Und dennoch: Im Frühsommer freut man sich dann endlich so viel mehr über andere weiße Blüten, die es in Leipzig zuhauf gibt und die weder stinken noch eklig schmecken, sondern ganz leckere und ansehnliche Gelees und Siruppe (?) ergeben. Ich bin jetzt stolze Holunderblütenweiterverarbeiterin und werde, sofern es irgendwann keine Alternativen mehr gibt, Holunderblütenprodukte verkaufen. Damit werde ich reich und setze mich mit ansehnlichen Lobbyistengeldern für die Entbärlauchisierung und Beholunderung der Leipziger Wälder und Wiesen ein.

Oder ich lass alles beim Alten und freu mich einfach bei einem herzhaften Biss in ein Holundergeleebrötchen oder einem Schluck Holundersirupprosecco auf die nächste Blüte. Das Schöne ist nämlich, dass quasi parallel dazu der Bärlauch seine Blüte und Geruchsverbreitung einstellt. Danke dafür.

 

Ey, erst klaut der Niggemeier meinen Musiktheorielink und dann das: Nur – und ich möchte betonen, dass es mit Sicherheit NUR daran gelegen hat – durch meinen Fingerzeig in Richtung MemBrain! gehen das Video und mit ihm die Jungs voll durch die Decke. Ich scheine ein außergewöhnliches Gespür für gute Dinge zu haben. Hach.
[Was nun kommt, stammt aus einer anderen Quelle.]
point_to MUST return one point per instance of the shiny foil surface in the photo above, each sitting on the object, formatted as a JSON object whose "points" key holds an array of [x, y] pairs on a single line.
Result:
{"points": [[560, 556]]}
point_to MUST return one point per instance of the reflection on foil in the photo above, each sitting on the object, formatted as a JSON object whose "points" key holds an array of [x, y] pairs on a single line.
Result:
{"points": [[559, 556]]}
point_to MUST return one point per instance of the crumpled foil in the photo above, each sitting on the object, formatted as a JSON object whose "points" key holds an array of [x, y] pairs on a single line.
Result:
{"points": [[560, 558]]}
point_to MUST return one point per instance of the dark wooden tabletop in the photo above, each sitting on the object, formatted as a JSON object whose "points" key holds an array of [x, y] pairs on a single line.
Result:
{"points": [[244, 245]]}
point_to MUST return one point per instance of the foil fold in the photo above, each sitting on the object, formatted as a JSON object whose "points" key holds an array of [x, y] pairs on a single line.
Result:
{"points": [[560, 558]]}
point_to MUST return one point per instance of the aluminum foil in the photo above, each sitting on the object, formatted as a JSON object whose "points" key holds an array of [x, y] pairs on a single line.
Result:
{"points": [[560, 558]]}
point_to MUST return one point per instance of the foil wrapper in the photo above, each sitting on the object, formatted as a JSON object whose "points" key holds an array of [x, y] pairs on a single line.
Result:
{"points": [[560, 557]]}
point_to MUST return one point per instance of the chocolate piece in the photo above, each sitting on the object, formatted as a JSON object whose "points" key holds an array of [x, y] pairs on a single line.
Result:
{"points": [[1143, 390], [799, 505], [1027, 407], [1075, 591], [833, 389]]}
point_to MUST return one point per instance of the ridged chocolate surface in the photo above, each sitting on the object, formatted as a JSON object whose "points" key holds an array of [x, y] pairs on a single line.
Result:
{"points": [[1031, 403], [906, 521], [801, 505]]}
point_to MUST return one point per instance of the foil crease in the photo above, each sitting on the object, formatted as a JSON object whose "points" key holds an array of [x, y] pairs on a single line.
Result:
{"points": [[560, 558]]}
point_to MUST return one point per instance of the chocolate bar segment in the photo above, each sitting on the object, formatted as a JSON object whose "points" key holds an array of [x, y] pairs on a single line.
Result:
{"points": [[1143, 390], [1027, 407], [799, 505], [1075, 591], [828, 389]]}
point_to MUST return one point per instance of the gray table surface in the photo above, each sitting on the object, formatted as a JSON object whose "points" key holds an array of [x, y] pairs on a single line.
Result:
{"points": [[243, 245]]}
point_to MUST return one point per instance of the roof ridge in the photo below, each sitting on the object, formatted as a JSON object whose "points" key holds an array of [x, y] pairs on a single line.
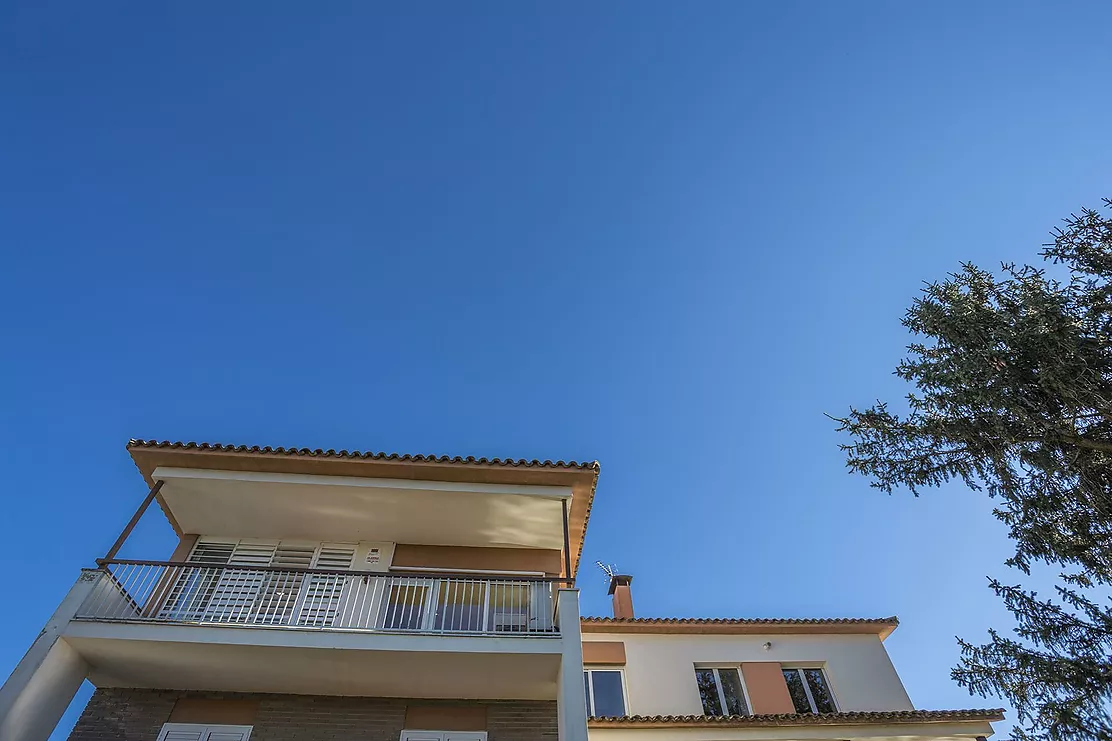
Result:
{"points": [[331, 453]]}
Was ich eigentlich sagen will: Es wird fleißig getwittert und gebloggt zum Video von den Framebrothers. Schaut dies und dies und seid so stolz wie ich auf das Interview mit dem Freund und auf den Kommentar, der da sagt: “Am besten gefallen mir die tanzenden Streetart auf dem Leipziger Uniriesen.” – Huuuuuh, that’s meeee! So. Das war’s aber noch nicht: Das Video soll vielleicht bald bei einem Burgerbrater im Store-TV laufen, bei einer Veranstaltung einer Leipziger Hochschule gezeigt werden und über all das haben die Boys von Mong Blong jetzt nen Gig abgesahnt aufgrund des Soundtracks. Also, wenn das mal alles nichts ist. Sagt’s weiter und mögt’s weiter – dann gehört ihr immer noch zu den ersten, quasi den Beyond-and-before-the-Mainstream-Fans.

Stolz wie Bolle macht sich die Hansen jetzt ein Becks, ein König, ein Bitburger, meinetwegen ein Kloster Andechs – hauptsache ein Bier – auf.